Prima di fermarci ad osservare il paesaggio, una piccola sosta per chiarire un aspetto importante. Fino ad ora ci siamo limitati a parlare delle obbligazioni come un prestito che una società (o uno stato) richiede a chi le sottoscrive. Ci siamo detti anche che prima di scegliere l’obbligazione dobbiamo capire a chi stiamo prestando i nostri soldi. Ecco, quando acquistiamo una obbligazione dobbiamo essere attenti anche a capire se si tratta di una obbligazione ordinaria o subordinata. Ma cosa significa di preciso? Quando compriamo una obbligazione ordinaria, sappiamo che in caso di fallimento di chi l’ha emessa, saremo tra i primi creditori ad essere rimborsati. Questo significa che anche in una situazione complicata come quella del fallimento, abbiamo delle buone probabilità di recuperare i nostri soldi. E le obbligazioni subordinate? Cerchiamo di capire come funzionano con un esempio. Immaginate di essere in coda davanti ad un negozio che vende un nuovo smartphone in promozione. Ci sono tante persone che vorrebbero acquistarlo, ma solo pochi pezzi a disposizione. I primi riusciranno ad ottenere il loro smartphone, proprio come per il rimborso delle nostre obbligazioni ordinarie. Gli altri si metteranno in coda sperando di riuscire a raggiungere l’obiettivo. Proprio come in una coda, poi, le obbligazioni subordinate sono di vario tipo. Le meno sicure, cioè chi è in fondo alla coda, sono quelle che presentano il rischio più alto. Prima di scegliere una obbligazione, dunque, leggiamo bene il tipo di obbligazione nella scheda. Delle cedole più alte spesso, come abbiamo già detto, sono collegate a rischi maggiori.

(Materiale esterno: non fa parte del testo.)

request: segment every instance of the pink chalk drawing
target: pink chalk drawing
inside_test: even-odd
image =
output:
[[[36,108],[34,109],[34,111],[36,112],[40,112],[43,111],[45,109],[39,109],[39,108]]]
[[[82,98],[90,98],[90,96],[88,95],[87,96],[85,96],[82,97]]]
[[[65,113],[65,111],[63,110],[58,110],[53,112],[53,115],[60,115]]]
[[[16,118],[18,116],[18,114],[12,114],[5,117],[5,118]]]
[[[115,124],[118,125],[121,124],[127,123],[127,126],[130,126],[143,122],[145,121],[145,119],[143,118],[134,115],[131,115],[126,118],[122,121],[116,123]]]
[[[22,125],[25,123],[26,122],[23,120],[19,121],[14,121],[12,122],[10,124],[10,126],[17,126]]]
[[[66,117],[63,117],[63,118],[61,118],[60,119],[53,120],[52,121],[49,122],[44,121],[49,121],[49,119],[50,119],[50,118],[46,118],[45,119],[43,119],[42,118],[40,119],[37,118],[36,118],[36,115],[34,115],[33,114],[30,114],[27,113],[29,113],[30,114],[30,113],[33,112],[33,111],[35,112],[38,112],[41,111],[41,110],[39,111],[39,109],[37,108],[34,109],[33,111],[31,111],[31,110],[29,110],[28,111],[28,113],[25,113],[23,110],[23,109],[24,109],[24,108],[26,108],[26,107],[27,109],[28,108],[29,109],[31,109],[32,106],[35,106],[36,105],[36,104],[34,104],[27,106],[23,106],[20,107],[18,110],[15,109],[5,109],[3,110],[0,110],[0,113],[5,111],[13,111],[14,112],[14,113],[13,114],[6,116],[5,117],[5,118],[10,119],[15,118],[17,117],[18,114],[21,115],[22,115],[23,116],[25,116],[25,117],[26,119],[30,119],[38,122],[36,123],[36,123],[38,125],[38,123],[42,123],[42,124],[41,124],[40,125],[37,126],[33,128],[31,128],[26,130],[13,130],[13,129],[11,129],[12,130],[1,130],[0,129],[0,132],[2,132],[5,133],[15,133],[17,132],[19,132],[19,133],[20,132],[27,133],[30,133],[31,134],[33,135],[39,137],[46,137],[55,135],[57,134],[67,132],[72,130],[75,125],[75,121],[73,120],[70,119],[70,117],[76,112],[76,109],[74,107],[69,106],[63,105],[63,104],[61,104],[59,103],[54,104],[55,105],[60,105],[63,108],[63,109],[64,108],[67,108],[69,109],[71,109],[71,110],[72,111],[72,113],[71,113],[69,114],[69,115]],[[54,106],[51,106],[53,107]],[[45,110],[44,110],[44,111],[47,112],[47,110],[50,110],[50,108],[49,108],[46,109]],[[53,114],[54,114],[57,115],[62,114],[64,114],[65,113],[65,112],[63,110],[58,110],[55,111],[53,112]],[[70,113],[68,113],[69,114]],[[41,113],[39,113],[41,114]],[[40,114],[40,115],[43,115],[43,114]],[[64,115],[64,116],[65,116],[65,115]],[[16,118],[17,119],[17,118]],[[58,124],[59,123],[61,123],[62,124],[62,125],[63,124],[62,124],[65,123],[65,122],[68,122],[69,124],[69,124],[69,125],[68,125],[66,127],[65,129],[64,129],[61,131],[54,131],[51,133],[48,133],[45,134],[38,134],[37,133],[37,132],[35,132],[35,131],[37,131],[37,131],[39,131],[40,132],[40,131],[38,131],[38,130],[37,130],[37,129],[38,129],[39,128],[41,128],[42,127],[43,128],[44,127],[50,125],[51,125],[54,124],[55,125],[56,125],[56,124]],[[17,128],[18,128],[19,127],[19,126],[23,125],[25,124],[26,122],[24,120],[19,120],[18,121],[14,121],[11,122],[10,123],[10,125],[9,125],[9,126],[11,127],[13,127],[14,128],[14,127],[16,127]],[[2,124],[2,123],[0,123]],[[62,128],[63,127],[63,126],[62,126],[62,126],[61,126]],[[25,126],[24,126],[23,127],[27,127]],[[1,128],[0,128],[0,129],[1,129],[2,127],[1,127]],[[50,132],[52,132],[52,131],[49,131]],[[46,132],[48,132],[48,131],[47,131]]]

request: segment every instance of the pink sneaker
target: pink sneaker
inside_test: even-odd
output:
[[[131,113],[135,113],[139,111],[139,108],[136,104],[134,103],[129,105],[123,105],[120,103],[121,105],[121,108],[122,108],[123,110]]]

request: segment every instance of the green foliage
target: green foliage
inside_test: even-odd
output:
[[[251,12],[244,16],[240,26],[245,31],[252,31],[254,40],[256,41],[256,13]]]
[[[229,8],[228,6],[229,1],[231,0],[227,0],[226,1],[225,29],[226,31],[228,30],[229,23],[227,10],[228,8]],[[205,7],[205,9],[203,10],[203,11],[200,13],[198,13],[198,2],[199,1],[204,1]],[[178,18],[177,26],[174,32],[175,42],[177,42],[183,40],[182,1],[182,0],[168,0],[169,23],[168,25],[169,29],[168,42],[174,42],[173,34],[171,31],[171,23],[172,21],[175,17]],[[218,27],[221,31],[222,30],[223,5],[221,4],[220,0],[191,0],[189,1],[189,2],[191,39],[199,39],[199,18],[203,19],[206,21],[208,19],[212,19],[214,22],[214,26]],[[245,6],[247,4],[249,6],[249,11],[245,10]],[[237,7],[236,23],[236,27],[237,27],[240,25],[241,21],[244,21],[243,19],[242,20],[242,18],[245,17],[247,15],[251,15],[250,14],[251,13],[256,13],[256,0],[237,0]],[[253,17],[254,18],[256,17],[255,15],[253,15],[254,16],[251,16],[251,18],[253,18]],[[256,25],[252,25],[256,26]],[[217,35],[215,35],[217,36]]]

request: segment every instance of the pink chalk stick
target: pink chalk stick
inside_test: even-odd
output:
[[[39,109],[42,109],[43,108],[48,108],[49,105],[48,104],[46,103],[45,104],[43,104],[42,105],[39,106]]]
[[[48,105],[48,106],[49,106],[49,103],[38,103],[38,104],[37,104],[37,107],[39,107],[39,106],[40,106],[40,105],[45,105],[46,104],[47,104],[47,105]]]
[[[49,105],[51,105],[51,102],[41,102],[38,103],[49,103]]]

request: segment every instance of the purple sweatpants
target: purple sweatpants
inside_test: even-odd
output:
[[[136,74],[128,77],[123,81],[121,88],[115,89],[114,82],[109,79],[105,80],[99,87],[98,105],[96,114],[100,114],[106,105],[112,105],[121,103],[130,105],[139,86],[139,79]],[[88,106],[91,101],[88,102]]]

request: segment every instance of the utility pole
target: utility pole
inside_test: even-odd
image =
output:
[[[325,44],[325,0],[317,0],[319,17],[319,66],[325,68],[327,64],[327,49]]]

Prima di concludere anche questa tappa, aggiungiamo un altro strumento nel nostro zaino: le obbligazioni convertibili. Cosa sono? Torniamo nel nostro negozio per capire meglio. Capita di acquistare un prodotto, non essere soddisfatti e di poterlo cambiare. Lasciamo il nostro acquisto, aggiungiamo l’eventuale differenza di costo e ritiriamo il nuovo prodotto. Ecco, le obbligazioni convertibili funzionano allo stesso modo. Quando le compriamo ci viene offerta la possibilità, in determinate date ed a condizioni già decise, di poterle convertire in azioni della stessa società. Quindi, entriamo nel negozio ed acquistiamo una obbligazione. Ci torniamo dopo qualche giorno e la sostituiamo con una azione. Abbiamo già parlato della differenza tra questi strumenti, soprattutto per quanto riguarda il rischio. Al momento dell’acquisto, di solito queste obbligazioni ci daranno delle cedole più basse di quelle ordinarie proprio perché ci offrono una possibilità in più. Prima di convertirle, però, dobbiamo ricordarci che stiamo per trasformarle in azioni: possibili guadagni più alti ma soprattutto rischio più alto. Diventeremo soci della nostra società che produce cioccolata. Prima di farlo dobbiamo essere sicuri che ne venderemo tanta.

Siamo giunti così al termine anche di questa tappa del viaggio. Piccola sosta per rilassarci, pronti a ripartire con un nuovo episodio dedicato alle azioni.